Various names have been given to this form of teaching, and there are some distinctions among these: cooperative learning, collaborative learning, collective learning, learning communities, peer teaching, peer learning, reciprocal learning, team learning, study circles, study groups, and work groups. But all in all, there are three general types of group work: informal learning groups, formal learning groups, and study teams (adapted from Johnson, Johnson, and Smith, 1991).
Informal learning groups are ad hoc temporary clusterings of students within a single class session. Informal learning groups can be initiated, for example, by asking students to turn to a neighbor and spend two minutes discussing a question you have posed. You can also form groups of three to five to solve a problem or pose a question. You can organize informal groups at any time in a class of any size to check on students’ understanding of the material, to give students an opportunity to apply what they are learning, or to provide a change of pace.

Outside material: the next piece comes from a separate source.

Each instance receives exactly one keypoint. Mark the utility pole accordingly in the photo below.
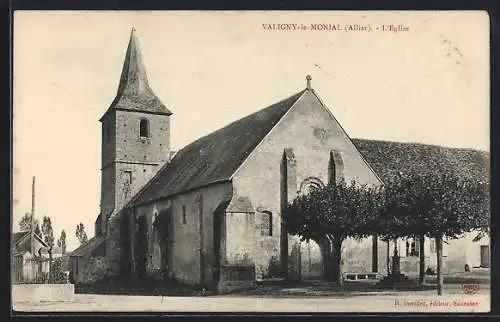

Formal learning groups are teams established to complete a specific task, such as perform a lab experiment, write a report, carry out a project, or prepare a position paper. These groups may complete their work in a single class session or over several weeks. Typically, students work together until the task is finished, and their project is graded.
Study teams are long-term groups (usually existing over the course of a semester) with stable membership whose primary responsibility is to provide members with support, encouragement, and assistance in completing course requirements and assignments. Study teams also inform their members about lectures and assignments when someone has missed a session. The larger the class and the more complex the subject matter, the more valuable study teams can be.